Ryan (Peng) Huang, an assistant professor in the Department of Computer Science, is known for his work on the reliability of next-generation operating systems and distributed systems.

The overarching goal of Huang’s research is to enable the construction of reliable, efficient, and defensible systems in emerging computing platforms, such as cloud, mobile, and IoT devices. His team works to identify system issues such as gray failure, misconfiguration, and energy misbehavior in an effort to ensure computer systems provide high-quality experiences to users and developers.

His projects often employ techniques from system design, program languages, program analysis, software engineering, and machine learning. Real-world applications of his research include preventing service outages in production cloud services, enhancing the performance of commercial data warehouse systems, and improving the behavior of mobile apps. He directs Johns Hopkins’ Ordered Systems Lab, which has released half a dozen open-source software programs to date.

Huang’s work has been funded by the National Science Foundation, Amazon, Google, and Microsoft. He received the NSF CAREER Award in 2020. He has received best paper awards from ASPLOS (Architectural Support for Programming Languages and Operating Systems) and OSDI (Operating Systems Design and Implementation). He has received best paper awards from ASPLOS (Architectural Support for Programming Languages and Operating Systems), NSDI (Networked Systems Design and Implementation), and OSDI (Operating Systems Design and Implementation).

Huang earned his undergraduate degree in Computer Science from Peking University in 2010 and his PhD from the University of California San Diego in 2016. Prior to joining Johns Hopkins as an assistant professor in 2017, he was a post-doctoral researcher for Microsoft Research in Redmond, Washington.

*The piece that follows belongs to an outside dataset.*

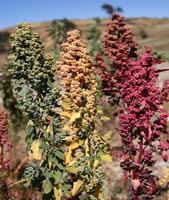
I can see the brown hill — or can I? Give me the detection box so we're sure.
[0,18,169,66]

He has served as a program committee member for the Symposium on Operating Systems Principles (SOSP), Symposium on Operating Systems Design and Implementation (OSDI), Hot Topics in Operating Systems (HotOS), Asia-Pacific Workshop on Systems (APSys), Symposium on Networked Systems Design and Implementation (NSDI), the USENIX Annual Technical Conference (ATC), and the ASPLOS Student Research Competition.